Case Presentation: A 53-year-old male, post-allogeneic hematopoietic stem cell transplant (HSCT) for relapsed acute myeloid leukemia (AML) presented to an outside hospital with high fevers, frontal lobe headaches, and blood-tinged sinus drainage, two weeks after completing chemotherapy. Days later, the patient was transferred to our hospital for advanced care, reporting continued fevers (up to 38.6oC), headaches and nasal secretions. Lab results showed pancytopenia (WBC 400/mm3, hemoglobin 11.2 g/dL, and platelets 30,000/mm3). Alongside standard prophylaxis (acyclovir, fluconazole, and trimethoprim-sulfamethoxazole) and reduced immunosuppressive therapy, empirical antimicrobials were initiated for neutropenic fever. Concerns for invasive fungal sinusitis (IFS) prompted a CT scan, revealing worsening mucosal disease without bony erosions or extension. Antimicrobials were broadened and posaconazole was initiated for antifungal coverage. Nasal endoscopy revealed meatus crusting with pale mucosa, and biopsy confirmed IFS with worrisome elements suggesting mucormycosis. This led to dual mold therapy initiation with liposomal Amphotericin B and Isavuconazonium sulfate (Cresemba). Serum Fungitell and serum Aspergillus antigen returned with values of 42 pg/mL and < 0.500 respectively. Subsequent nasal endoscopy, debridement, and bilateral functional endoscopic sinus surgery (FESS) revealed Aspergillus niger in cultures, contrary to initial histopathological observations. Following improvement on antifungal therapy and surgical management, the patient was discharged on outpatient Cresemba treatment. However, upon returning weeks later with persistent symptoms, worsening sinus changes and orbital extension were observed on CT scan, requiring extensive regional removal and retrobulbar Amphotericin B injections. Despite symptomatic improvement, the patient’s critical condition and prolonged neutropenia led to the decision to transition to home hospice care.
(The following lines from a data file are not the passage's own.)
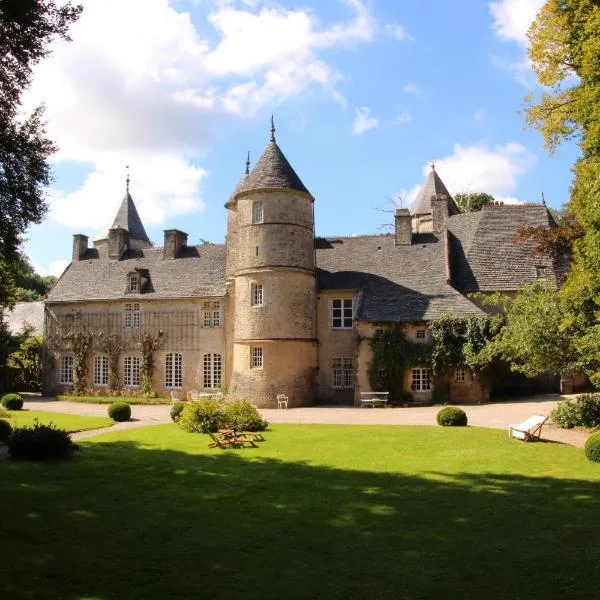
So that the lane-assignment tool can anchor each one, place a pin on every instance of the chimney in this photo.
(403, 221)
(118, 242)
(79, 246)
(175, 242)
(439, 212)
Discussion: This report highlights a rare presentation of invasive fungal sinusitis with Aspergillus niger in a relapsed AML patient post-HSCT. In immunocompromised individuals, especially those with hematological malignancies and history allogeneic HSCT, IFS poses a grave and fatal threat, particularly amidst profound neutropenia [1]. While invasive aspergillosis (IA), a subtype of IFS, remains rare in immunocompetent individuals, allogeneic HSCT recipients face a notable surge in incidence ranging from 8 to 15 percent [2]. Despite the rapid onset and progression of IFS, its clinical presentation is subtle and insidious, contributing to mortality rates up to 80% [3]. Early detection becomes imperative, demanding heightened clinical suspicion for a timely diagnosis, a critical prognostic component, with delays in therapy ≥ 6 days linked to a twofold increase in mortality [4,5]. Employing a multidisciplinary approach with prompt surgical debridement and systemic antifungal therapy is paramount. ENT evaluation triggered after five days of febrile neutropenia, regardless of symptoms, may improve outcomes [6]. Limited data suggests careful consideration of mold-active prophylaxis (e.g., posaconazole or voriconazole) for high-risk allogeneic HSCT patients [7].

Conclusions: In conclusion, this case underscores the importance of heighted clinical suspicion, multidisciplinary care, proactive management strategies, and ongoing research for optimal management of IFS in allogeneic HSCT recipients.